Las bellezas del Palacio Frío Una mujer sutil y seductora - Capítulo 4

Capítulo 4

"Namo... Montagne Jiuhua... Monde souterrain, Grand Vœu... Ksitigarbha... Roi... Bodhisattva;"

"Namo...Mont Putuo...Royaume de Lapis-lazuli, Grand Compatissant...Grand Miséricordieux...Avalokiteshvara...Bodhisattva..."

À chaque vers que le petit moine chantait, il frappait la cloche avec force. Sa voix claire et mélodieuse, légèrement enfantine, mêlée au son profond et résonnant de la cloche, était si captivante que Liang Ku en était complètement hypnotisé.

Il trouvait ce jeune moine vraiment remarquable ! Ses chants lui procuraient une sensation de bien-être profond. De plus, il avait l'impression que ses chants étaient différents des hymnes habituels qu'on entend dans les boutiques d'articles bouddhistes ; c'était comme s'il avait mêlé des mélodies folkloriques à la pureté de ses chants, y ajoutant une touche de chaleur humaine qui leur conférait une authenticité et une émotion plus fortes !

Étrangement, Liang Ku avait déjà entendu la cloche sonner à maintes reprises, mais il n'avait jamais rien ressenti de tel aujourd'hui. Il avait de plus en plus l'impression que cette «

étincelle

» était véritablement merveilleuse, comme si elle l'avait illuminé, lui permettant non seulement de comprendre comment acheter des billets de loterie, mais aussi d'élever considérablement son sens de l'appréciation

!

Le soleil finit par éclairer le pied du mur du temple de Guanyin, et les messieurs arrivèrent les uns après les autres, pour la plupart à l'heure.

Mais le devin aveugle a disparu. Pour une raison inconnue, il n'est jamais revenu après sa consultation avec Liang Ku. Certains de ses collègues plaisantaient en disant qu'il avait peut-être été tellement absorbé par ses prédictions chez lui qu'il n'arrivait plus à s'en détacher.

C’est peut-être pour cette raison que les huit autres messieurs semblaient tous penser que Liang Ku était un monstre, ou qu’il n’y avait aucun profit à tirer de lui, et en tout cas, personne ne voulait beaucoup lui parler.

N'ayant pas d'autre choix, Liang Ku dut recourir à la méthode la plus vulgaire, mais probablement la plus efficace.

« Je cherche quelqu'un. Si quelqu'un peut m'aider à le retrouver ou me fournir des informations utiles, je lui offrirai mille yuans en récompense. » Liang Ku sortit dix billets de cent yuans tout neufs, encore imprégnés de l'odeur de l'imprimerie, et les brandit à mi-hauteur.

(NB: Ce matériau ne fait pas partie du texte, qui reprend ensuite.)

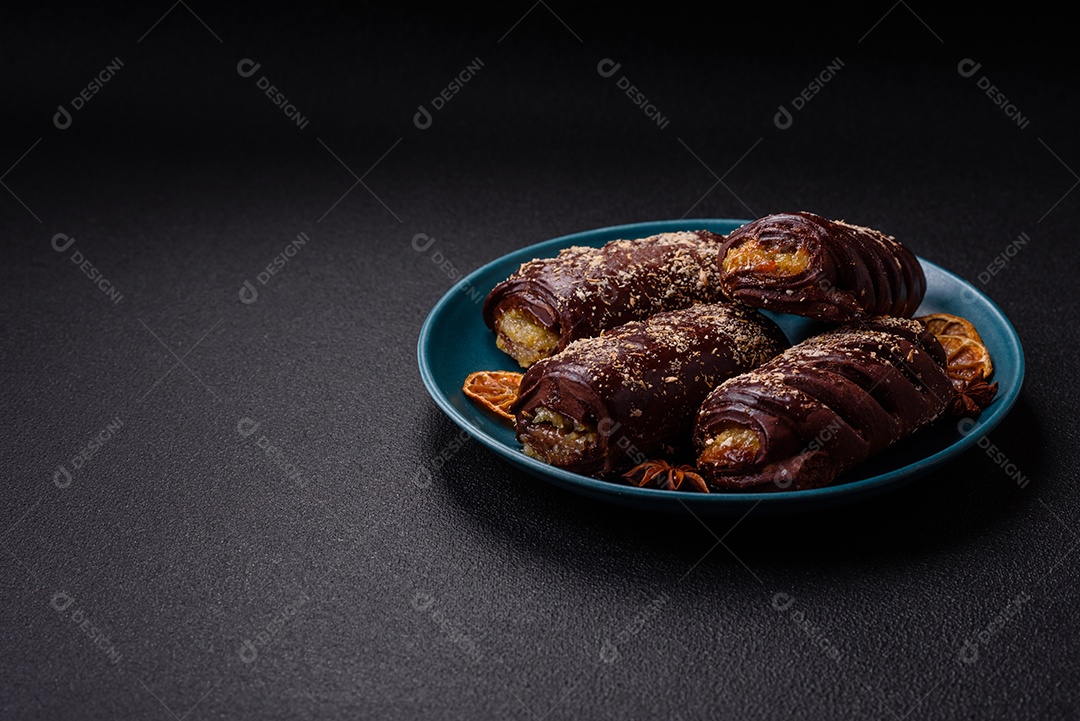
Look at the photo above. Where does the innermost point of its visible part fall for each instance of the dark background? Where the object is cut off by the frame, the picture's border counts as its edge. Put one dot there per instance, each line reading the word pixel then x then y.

Il est vrai que de nombreuses personnes se rendent au temple de Guanyin pour se faire prédire l'avenir lors des festivals ou des foires de temples, mais il est vraiment rare dans l'histoire que quelqu'un dépense mille yuans d'un coup ; et si ces mille yuans proviennent des mains de l'incroyablement pauvre Liang Ku, alors c'est absolument sans précédent.

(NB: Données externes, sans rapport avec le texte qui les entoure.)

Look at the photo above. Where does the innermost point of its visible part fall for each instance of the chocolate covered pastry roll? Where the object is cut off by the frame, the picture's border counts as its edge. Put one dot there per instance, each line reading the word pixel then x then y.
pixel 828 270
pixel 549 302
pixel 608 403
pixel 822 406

Mais, étonnamment, les huit messieurs n'ont pas semblé réagir beaucoup.

Liang Ku négligea un point crucial

: ces spécialistes en psychologie étaient tous des vétérans aguerris, forts d'une longue expérience et d'innombrables épreuves

; ils représentaient l'élite. À cet instant précis, ils étaient tous en pleine réflexion

: ce gamin était misérable, et voilà qu'il avait sorti mille yuans de nulle part. Soit ils hallucinaient, soit il y avait anguille sous roche. Ils adoptaient donc une attitude attentiste, attendant de voir qui découvrirait la vérité en premier avant d'agir.

Bref, depuis l'incident avec M. Blind, tout le monde sait que même si ce gamin a l'air tout à fait ordinaire, il n'est pas si facile de lui soutirer de l'argent. Il a encore du chemin à parcourir pour perfectionner ses compétences professionnelles.

L'homme le plus proche de Liang Ku engagea la conversation. Il fit signe à Liang Ku de s'approcher, puis prit silencieusement la main de Liang Ku qui tenait l'argent et l'examina à plusieurs reprises à la lumière du soleil jusqu'à être certain de son authenticité. Ce n'est qu'alors qu'il demanda : « Qui cherchez-vous ? »

Liang Ku : « Avez-vous déjà entendu parler du "feng shui du visage humain" ? »

L'homme dit : « Oh, j'en ai entendu parler ! J'en ai entendu parler ! Ce n'est que de la morphopsychologie et du feng shui ! » Il prit un air de « c'est un jeu d'enfant ».

Liang Ku : « C'est le feng shui du visage humain ! » Craignant qu'il ne comprenne pas, Liang Ku a écrit les quatre caractères « feng shui du visage humain » sur le sol avec des cailloux.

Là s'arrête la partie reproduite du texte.